The characterization is arguably where Train Man is found most wanting, as you will find no complex or deeply fleshed out characters in this story. The manga is so focused on the relationship between the two leads that it doesn’t develop them out as characters anymore than is absolutely necessary for the narrative. Meanwhile, the supporting cast is made up of unnamed ordinary people whose lives are only really ever shown in brief snapshots as they read and react to the ML’s forum posts. This is an instance where the manga’s concise writing acts as a double edged sword. On the one hand, the narrative develops quickly and the characters are generic to the point of being ordinary and universally relatable. But on the other hand, it means that even the two leads lack much characterization beyond their relationship to one another.
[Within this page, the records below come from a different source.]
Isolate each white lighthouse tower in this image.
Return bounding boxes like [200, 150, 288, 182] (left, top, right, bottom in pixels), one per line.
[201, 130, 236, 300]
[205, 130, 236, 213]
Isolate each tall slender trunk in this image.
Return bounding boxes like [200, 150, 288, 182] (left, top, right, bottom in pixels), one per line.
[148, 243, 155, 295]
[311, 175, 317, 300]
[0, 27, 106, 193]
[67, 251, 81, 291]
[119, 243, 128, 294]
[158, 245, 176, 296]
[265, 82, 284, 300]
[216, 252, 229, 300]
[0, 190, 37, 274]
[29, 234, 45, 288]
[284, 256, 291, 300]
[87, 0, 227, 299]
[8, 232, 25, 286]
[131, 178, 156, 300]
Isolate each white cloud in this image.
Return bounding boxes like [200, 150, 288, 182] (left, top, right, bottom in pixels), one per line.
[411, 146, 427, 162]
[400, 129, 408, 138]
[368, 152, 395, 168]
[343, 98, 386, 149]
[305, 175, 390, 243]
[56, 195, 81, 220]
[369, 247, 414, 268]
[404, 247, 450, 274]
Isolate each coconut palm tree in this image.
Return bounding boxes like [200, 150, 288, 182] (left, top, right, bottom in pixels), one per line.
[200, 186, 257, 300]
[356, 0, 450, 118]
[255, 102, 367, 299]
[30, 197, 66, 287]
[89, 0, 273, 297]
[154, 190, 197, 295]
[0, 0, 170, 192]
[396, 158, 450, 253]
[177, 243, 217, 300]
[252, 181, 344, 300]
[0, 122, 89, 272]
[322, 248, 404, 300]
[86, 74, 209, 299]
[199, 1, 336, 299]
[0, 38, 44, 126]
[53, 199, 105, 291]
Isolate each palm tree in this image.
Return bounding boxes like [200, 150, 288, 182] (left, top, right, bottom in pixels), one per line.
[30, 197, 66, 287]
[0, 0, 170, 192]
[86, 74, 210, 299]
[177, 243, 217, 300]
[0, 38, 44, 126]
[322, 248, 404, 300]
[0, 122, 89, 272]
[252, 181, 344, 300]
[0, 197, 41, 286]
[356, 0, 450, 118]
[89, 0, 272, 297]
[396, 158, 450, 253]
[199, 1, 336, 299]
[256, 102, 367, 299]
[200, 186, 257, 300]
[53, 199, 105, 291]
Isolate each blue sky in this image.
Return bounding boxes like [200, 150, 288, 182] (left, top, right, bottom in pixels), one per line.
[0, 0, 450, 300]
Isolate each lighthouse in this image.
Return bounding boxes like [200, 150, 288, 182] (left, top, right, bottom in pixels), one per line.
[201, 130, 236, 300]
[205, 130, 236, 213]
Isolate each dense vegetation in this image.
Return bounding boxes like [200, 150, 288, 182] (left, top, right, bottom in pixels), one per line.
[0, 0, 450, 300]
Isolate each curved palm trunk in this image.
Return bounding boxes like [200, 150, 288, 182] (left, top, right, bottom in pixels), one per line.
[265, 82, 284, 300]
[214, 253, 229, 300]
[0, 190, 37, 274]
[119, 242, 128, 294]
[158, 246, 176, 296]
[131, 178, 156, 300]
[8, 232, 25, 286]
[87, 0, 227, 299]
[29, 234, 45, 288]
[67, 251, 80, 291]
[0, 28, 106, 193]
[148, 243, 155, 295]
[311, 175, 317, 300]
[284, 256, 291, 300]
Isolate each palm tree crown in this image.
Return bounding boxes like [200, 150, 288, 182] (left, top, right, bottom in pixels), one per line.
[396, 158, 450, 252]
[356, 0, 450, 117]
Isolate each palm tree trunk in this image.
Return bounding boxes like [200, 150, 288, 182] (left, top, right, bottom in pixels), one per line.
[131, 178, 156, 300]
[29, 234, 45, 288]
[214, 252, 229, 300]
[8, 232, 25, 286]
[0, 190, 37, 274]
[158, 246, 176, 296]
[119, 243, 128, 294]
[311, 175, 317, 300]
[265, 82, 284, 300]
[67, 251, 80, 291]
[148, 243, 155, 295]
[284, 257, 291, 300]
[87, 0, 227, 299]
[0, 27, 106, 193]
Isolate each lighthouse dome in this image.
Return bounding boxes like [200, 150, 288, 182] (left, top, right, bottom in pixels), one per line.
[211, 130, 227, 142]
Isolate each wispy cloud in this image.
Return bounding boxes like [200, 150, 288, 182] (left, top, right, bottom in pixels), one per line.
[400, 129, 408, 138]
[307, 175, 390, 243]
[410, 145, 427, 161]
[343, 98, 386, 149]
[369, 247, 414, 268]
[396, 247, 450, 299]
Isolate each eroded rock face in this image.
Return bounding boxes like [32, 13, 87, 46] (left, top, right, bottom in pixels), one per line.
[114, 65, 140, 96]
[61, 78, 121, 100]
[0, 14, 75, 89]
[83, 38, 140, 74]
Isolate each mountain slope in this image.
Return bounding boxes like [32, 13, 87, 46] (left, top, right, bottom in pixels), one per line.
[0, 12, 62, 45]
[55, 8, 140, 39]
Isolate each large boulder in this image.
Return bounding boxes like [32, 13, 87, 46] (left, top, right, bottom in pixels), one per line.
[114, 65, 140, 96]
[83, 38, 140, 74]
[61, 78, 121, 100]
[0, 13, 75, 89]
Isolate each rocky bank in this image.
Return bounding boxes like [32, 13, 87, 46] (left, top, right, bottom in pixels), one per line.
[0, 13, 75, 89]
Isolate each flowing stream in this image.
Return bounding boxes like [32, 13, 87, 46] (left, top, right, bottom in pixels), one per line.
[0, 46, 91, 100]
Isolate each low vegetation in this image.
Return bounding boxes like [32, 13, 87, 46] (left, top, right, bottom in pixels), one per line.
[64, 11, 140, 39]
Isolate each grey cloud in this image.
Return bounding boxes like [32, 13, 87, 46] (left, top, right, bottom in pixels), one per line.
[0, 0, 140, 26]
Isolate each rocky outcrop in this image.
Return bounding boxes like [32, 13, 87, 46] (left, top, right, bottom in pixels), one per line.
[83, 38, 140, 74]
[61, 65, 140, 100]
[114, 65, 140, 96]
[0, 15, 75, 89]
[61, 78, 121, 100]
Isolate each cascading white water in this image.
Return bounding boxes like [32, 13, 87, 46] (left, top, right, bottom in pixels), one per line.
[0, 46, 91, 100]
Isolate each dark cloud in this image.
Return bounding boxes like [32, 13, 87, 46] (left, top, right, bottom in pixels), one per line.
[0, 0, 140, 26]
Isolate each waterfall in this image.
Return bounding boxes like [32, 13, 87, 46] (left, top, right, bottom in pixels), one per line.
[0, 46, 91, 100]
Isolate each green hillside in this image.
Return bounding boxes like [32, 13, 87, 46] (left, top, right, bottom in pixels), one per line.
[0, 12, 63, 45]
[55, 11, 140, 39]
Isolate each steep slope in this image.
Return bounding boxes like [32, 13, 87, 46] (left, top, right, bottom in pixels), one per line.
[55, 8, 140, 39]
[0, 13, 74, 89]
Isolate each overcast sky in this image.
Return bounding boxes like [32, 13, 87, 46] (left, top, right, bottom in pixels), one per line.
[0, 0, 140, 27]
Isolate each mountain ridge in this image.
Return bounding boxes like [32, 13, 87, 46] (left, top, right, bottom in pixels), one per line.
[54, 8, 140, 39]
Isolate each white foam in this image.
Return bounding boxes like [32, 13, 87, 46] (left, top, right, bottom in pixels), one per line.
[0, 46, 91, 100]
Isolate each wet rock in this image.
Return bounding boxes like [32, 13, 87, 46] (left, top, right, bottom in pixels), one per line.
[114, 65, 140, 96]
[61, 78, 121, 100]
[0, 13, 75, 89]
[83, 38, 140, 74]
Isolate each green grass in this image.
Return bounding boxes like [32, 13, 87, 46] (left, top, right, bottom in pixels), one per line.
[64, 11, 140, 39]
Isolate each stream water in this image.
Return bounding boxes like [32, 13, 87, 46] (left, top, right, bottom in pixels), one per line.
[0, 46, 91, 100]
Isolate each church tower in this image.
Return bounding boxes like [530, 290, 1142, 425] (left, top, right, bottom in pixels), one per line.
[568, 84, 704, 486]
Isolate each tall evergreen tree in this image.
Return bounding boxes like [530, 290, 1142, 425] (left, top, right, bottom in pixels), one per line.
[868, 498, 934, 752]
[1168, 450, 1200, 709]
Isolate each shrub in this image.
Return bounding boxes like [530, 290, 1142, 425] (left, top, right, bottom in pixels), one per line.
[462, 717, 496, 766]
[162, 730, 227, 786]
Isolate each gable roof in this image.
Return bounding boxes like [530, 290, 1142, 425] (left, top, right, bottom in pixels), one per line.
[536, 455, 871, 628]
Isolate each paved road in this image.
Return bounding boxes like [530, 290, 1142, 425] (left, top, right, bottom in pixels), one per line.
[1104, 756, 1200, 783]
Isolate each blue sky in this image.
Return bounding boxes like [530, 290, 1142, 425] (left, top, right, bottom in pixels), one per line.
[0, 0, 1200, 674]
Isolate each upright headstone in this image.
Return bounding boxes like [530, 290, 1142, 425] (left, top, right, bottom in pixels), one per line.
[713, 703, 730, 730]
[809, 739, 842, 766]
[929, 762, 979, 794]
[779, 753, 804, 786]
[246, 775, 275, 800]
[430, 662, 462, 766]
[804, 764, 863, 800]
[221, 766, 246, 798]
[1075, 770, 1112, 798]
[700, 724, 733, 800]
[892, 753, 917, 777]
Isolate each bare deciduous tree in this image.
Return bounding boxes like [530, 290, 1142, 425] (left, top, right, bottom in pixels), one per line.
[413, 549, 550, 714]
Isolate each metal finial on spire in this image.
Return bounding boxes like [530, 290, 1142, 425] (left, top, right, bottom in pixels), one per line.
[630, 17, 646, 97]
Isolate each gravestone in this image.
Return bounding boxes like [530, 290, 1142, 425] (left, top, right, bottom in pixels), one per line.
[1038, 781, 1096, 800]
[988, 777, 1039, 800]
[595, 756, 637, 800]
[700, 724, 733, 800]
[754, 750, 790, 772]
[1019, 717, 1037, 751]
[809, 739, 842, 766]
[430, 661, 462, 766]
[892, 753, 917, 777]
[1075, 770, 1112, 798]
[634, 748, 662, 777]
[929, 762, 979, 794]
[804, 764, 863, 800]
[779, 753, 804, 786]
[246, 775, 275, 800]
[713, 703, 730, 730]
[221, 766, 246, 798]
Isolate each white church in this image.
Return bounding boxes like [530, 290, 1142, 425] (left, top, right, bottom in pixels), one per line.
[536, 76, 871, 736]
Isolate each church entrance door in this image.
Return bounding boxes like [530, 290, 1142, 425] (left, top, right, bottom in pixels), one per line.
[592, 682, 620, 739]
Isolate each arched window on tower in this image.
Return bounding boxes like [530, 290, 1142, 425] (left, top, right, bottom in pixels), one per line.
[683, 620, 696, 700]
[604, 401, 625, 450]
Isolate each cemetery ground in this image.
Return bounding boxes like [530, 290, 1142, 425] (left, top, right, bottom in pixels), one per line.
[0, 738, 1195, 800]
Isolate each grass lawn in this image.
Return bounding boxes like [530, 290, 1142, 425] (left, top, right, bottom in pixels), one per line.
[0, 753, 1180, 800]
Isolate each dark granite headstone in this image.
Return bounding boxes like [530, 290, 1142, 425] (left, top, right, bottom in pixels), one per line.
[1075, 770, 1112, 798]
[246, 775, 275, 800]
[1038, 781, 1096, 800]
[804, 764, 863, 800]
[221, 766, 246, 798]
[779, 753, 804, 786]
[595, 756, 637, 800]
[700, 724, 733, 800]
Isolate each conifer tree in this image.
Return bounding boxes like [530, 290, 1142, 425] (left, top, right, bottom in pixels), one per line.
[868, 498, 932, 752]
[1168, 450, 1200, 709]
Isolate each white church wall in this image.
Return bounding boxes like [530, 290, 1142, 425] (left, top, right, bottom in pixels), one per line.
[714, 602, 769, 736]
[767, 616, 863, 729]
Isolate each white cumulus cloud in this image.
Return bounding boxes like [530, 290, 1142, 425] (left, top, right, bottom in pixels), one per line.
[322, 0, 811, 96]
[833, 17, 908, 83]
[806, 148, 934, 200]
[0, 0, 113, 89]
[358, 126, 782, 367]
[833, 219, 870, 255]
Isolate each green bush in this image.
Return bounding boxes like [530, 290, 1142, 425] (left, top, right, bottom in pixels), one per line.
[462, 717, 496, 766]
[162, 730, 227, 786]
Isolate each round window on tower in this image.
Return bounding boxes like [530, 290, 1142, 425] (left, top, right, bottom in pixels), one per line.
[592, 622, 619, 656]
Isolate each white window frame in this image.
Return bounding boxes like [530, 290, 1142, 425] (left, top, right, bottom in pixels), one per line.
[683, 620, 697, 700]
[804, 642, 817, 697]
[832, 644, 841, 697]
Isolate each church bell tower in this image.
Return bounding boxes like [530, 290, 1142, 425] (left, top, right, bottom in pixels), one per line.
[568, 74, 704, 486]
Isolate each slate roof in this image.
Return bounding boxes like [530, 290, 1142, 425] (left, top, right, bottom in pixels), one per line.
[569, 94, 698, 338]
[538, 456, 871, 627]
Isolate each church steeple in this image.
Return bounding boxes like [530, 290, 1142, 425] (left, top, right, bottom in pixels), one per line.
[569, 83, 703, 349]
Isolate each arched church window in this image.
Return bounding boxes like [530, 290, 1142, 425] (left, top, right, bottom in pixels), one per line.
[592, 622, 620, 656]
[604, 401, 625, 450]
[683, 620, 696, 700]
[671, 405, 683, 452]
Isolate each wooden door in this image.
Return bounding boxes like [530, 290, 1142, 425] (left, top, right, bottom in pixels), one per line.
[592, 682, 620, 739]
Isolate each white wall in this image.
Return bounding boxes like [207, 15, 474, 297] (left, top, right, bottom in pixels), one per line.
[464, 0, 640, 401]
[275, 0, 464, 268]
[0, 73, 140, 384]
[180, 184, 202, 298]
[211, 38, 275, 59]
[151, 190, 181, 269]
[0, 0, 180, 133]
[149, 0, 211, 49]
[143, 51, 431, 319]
One of Train Man’s quirks is that the male and female leads are never referred to by their real names, instead they are only called by their forum aliases. This was likely done for two reasons: because these aliases were all they were known by in the original forum posts and because it gives them an anonymity and universal character that makes them more relatable. As I read in the moment, I didn’t like this as I felt it robbed our ML and FML of their individual identities, as if neither of them had a birth name and their existence only mattered as it related to this story. But in hindsight I can appreciate this eccentricity as it acts as a narrative device to limit the manga readers’ knowledge about the two main characters to that which the original forum readers would’ve known about by reading the original posts on 2ch. You, the reader, never learn the real names of “Train Man” and “Hermes” because the people who originally read the original posts on 2ch never learned their real names.
Train Man is a story that I think most people would be able to enjoy on some level. However, it is not a manga to read if you are seeking complex characters, an elaborate plot, or gorgeous art.
Ultimately, Train Man only does one very specific thing, but it does it exquisitely. It is a life affirming love story. It is the story of a man who works on himself in order to be worthy of the one he loves, of the people who encourage his growth and are in turn inspired by it, and of the woman that loves him for it.